To optimise the request of information, you better use monthly data instead of daily as LLM models don't directly "ingest" files—they process text via prompts, APIs, or integrated tools (e.g., Python code execution).

MxMT projection chart illustrating scenario-based temperature variations for sustainability analytics and climate data analysis.
Interpretation of a Sustax file by an LLM (GPT-5 Thinking)

Best practices

  • Prompt Engineering: Always include context, e.g., "Here is accuracy_metrics.csv content: [paste or upload]. Generate Python code to load and visualize it."
  • Tools Integration: Use LLMs with file-handling plugins (e.g., ChatGPT Advanced Data Analysis) to upload CSVs directly.
  • Testing: Validate splits ensure no data loss (e.g., row counts match). If using APIs, base64-encode files for transmission.
  • Security Note: Avoid sharing sensitive data; anonymize if needed.

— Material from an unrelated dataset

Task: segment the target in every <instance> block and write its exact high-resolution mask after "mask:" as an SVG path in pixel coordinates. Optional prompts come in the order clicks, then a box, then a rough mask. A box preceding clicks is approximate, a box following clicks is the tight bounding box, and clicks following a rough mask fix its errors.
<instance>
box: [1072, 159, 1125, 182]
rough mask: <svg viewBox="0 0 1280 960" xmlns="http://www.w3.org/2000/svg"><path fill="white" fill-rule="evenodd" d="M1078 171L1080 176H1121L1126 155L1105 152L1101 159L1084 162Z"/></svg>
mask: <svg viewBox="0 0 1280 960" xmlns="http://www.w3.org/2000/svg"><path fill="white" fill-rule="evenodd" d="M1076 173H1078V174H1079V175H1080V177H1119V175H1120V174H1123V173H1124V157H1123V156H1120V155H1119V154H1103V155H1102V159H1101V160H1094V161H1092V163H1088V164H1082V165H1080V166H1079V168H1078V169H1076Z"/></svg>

(Coming soon) Sustax User's API

The Sustax User's API (SUA) is a programmatic interface designed for accessing and downloading climate data from the Sustax platform by command line. It enables users to retrieve any Sustax dataset using point-of-interest (POI) coordinates in the WGS84 latitude-longitude system. This API is particularly useful for developers, researchers, and organisations needing automated, bulk access to Sustax's models for applications like risk assessment, adaptation planning, or integration into custom tools. 

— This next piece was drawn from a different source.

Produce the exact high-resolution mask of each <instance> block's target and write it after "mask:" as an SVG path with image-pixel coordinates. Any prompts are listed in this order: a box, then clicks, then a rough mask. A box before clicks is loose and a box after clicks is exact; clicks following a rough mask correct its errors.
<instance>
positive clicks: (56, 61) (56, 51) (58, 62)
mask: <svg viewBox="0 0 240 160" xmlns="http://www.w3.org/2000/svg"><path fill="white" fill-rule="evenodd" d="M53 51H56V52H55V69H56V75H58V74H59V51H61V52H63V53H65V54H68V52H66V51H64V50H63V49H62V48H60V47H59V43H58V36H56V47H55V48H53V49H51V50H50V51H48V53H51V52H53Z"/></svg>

The API operates on a token-based authentication system and focuses on POI-based queries. Note that the API automates data requests without price validation, generating downloadable URLs for the requested datasets. 

Step 1.  Authentication: Obtain a User Token

This token authenticates subsequent requests and ensures secure access to your account's data entitlements.

  • Input: Provide your username and password in a POST request
  • Output: If successful, the API returns a response code of "200" along with a user_token (i.e., { "response": "200", "user_token": "your_token_here" }).
  • Endpoint: https://app.sustax.earth/api

Step 2. Submit Data Request

Before making a data request, users must obtain a dataset ID (e.g., for Shared Socioeconomic Pathways like SSP1-1.9 or SSP5-8.5). These Sustax codes are available right below (Sustax’s datasets tables).

No manual "pre-request" validation is needed; the system proceeds automatically to generate a request. Be careful with the pricing!

  • Input: Provide the following parameters
    • usr_tkn: Your authenticated user token from Step 1.
    • disclaimer_acceptance: Pass 1 to accept the disclaimer
    • lat: Latitude coordinate (WGS84 format, e.g., -19.828707 for a location in Mozambique).
    • lon: Longitude coordinate (WGS84 format, e.g., 34.841782).
    • first_year: Starting year for the data range (e.g., 2000).
    • last_year: Ending year for the data range (e.g., 2080).
    • Sustax code: The Sustax dataset ID(s) (e.g., for a specific SSP-RCP combination(s) and variable(s)).
  • Output: If successful, returns a response code of "200" with a request_url (a direct link to download the data, such as a CSV file containing climate variables, metrics, and projections) and a request_message (any status notes).
  • Endpoint: https://app.sustax.earth/api (GET request)

This generates a downloadable dataset tailored to the specified location and time period, including monthly or daily climate projections, accuracy metrics (e.g., Mean Bias Error, Pearson Correlation), and supporting details like units and timestamps.

The data is exported in Sustax CSV standard format (as seen in sample exports), containing headers for climate variables (e.g., Maximum Mean Temperature, Consecutive No-Rain Days), units, scenarios, and metrics. It includes timestamps, geographical details.